Indonesia's automotive industry sold a record high 533,910 vehicles in 2005, when interest rates hit a historic low, but has been hit badly by a government decision to sharply hike fuel prices and interest rates.
"For next year, it would remain hard to reach last year's level, but it is possible to get closer to 500,000 units," Bambang Trisulo told Reuters on the sidelines of Indonesia's first international motor show.
"That can happen as long as international oil prices do not reach $100 a barrel ... and the country's interest rates are at 10 percent."
Auto companies are hoping the motor show will help the ailing sector swing back into the fast lane, with many top global auto makers such as Japan's Toyota Motor Corp. and Honda Motor Co.

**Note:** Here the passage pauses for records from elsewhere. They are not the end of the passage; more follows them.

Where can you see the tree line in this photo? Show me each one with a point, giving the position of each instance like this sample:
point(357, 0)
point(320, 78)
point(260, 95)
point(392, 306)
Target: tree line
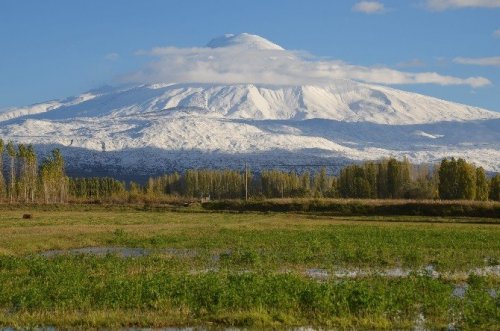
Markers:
point(24, 180)
point(452, 179)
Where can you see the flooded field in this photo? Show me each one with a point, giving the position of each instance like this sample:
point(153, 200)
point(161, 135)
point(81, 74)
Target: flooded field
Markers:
point(118, 269)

Ltd. planning to unveil new models.
Automobile firms in the country of 220 million people are banking on the new models and the start of a declining interest rate cycle to rack up around 1.2 trillion rupiah in sales from some of the show's expected 200,000 visitors.
Domestic vehicle sales fell by 49.3 percent in the first half of this year from the year-ago period as the industry, with an estimated $9 billion worth of annual vehicle sales, struggled with high interest rates and weak purchasing power.
The government's decision in October to increase fuel prices sent inflation to its highest level in around six years and interest rates to an about three-year high.
The benchmark rate is at 12.25 percent and Bank Indonesia expects it to come down to around 11 percent by the end of this year if consumer price inflation continues to ease in line with targets.
Auto distributors are also hoping to lure customers back with attractive new models, especially in the small car segment, reflecting increased demand for small fuel-efficient cars since the fuel price hikes.